После благовеста к «достойной» в церкви появилась княгиня Татьяна Львовна в скромном, но очень изящном траурном наряде. Глаза ее были несколько красны – частию от вчерашних слез, а частию от сегодняшнего ветра, залетавшего в открытое окно кареты. Она очень скромно держалась в стороне, у стенки, и часто опускалась на колени, избегая все время взглядов на соседние гробы, чтобы не раздражать себе еще более нервы. Когда началось отпевание, княгиня заранее уже приготовила и вынула из кармана батистовый платок и флакон спирту. Платок очень часто был подносим к глазам, а спирт к кончику носа. Впрочем, от расстройства нервов ей таки не удалось уберечься, потому что, когда под церковными сводами стройно раздались могильно-мрачные аккорды «надгробного рыданья» и «со святыми упокой», Татьяна Львовна не выдержала и тихо, прилично зарыдала: на ее душу хорошие музыкальные вещи всегда производили свое впечатление, а тут, пожалуй, слезы были и очень кстати, потому что Вересов из них все ж таки легко мог заключить, насколько она любила покойного. Княгиня плакала и в ту минуту, когда приблизилась дать усопшему поцелуй последнего прощанья. Впрочем, она только низко наклонилась к венчику, облегавшему поперек его лоб, и сделала вид, будто целует, но в сущности не поцеловала, потому что очень помнила вчерашнее ощущение холода, которое и после прикосновения несколько времени оставалось еще на губах ее, да и притом же от мертвого так неприятно несло теперь гнилой мертвечиной, почему и ощущалась для нее самая настоятельная потребность в спиртном флаконе. Но справедливость требует сказать, что роль княгинею была исполнена безукоризненно прекрасно. Она сделала все, что могла сделать – по совести и даже против нее.
Когда гроб понесли к могиле, Вересов почтительно сел ее под руку, а когда земля, от земли взятая, земле предалася, то есть попросту сказать, когда могилу совсем уже закопали, Татьяна Львовна предложила Вересову довести его домой в своей карете. Он простился со Спицами, поблагодарил их за добрую память о покойнике и поехал вместе с княгиней.
Полдороги было сделано в угрюмом молчании как с той, так и с другой стороны.
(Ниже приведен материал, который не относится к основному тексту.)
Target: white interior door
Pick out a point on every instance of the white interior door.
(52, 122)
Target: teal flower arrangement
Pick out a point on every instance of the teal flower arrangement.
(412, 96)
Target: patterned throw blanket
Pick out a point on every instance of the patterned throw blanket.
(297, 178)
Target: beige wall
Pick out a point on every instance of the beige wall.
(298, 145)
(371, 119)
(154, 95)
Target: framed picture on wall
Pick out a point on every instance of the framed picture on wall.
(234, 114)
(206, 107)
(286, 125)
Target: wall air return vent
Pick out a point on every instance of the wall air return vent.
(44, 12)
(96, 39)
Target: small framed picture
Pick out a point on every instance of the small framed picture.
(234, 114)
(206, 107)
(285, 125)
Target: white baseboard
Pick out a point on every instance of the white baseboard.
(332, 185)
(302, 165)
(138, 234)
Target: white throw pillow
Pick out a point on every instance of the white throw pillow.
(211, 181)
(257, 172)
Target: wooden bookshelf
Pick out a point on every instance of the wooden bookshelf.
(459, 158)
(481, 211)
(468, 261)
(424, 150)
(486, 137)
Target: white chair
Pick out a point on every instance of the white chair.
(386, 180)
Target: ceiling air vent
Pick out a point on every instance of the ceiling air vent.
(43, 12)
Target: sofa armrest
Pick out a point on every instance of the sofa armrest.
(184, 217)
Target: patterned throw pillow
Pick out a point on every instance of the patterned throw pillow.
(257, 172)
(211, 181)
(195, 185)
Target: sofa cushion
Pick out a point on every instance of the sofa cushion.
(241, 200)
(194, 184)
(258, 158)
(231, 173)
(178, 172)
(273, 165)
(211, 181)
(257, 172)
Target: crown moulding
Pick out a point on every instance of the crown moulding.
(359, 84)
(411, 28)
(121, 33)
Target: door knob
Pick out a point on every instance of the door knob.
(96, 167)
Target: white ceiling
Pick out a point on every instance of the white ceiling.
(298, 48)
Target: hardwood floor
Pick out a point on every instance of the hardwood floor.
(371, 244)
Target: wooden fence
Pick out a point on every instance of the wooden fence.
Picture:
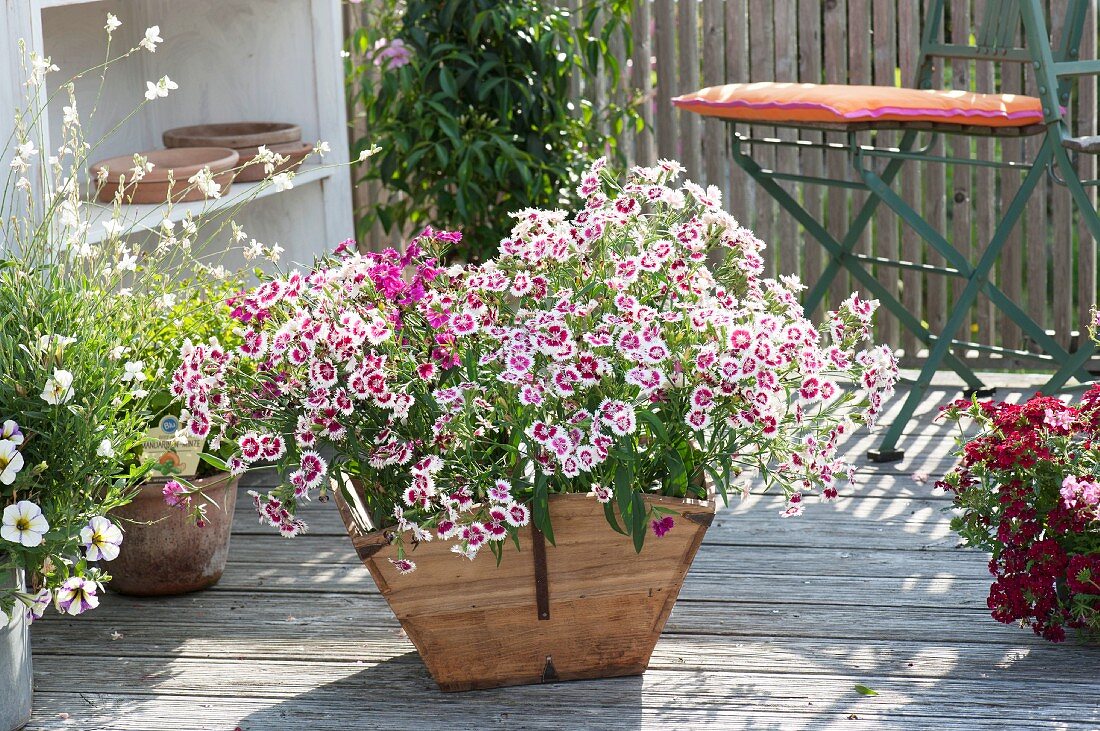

Молодой человек понуро весь сосредоточился в какой-то тяжелой думе, а княгиня несколько раз украдкой и искоса взглядывала в его лицо, наблюдая за его впечатлениями, пока, наконец, нежно взяла его небрежно опущенную руку.
– О чем же ты?.. Тебе грустно? – с кротким участием спросила она.
Тот безнадежно как-то махнул рукою.
– Ну, полно! – продолжала Шадурская тоном, исполненным материнской нежности. – От смерти уж не вырвешь… Не воротишь!.. Тяжело тебе, но все же не так, как если бы ты был один, один совершенно! Ты не совсем сирота еще: ведь теперь я с тобою… мать… Мы будем видеться… Да, мой друг? Будем?
Молодой человек, вместо ответных слов, взглянул на нее взором беспредельной восторженной благодарности.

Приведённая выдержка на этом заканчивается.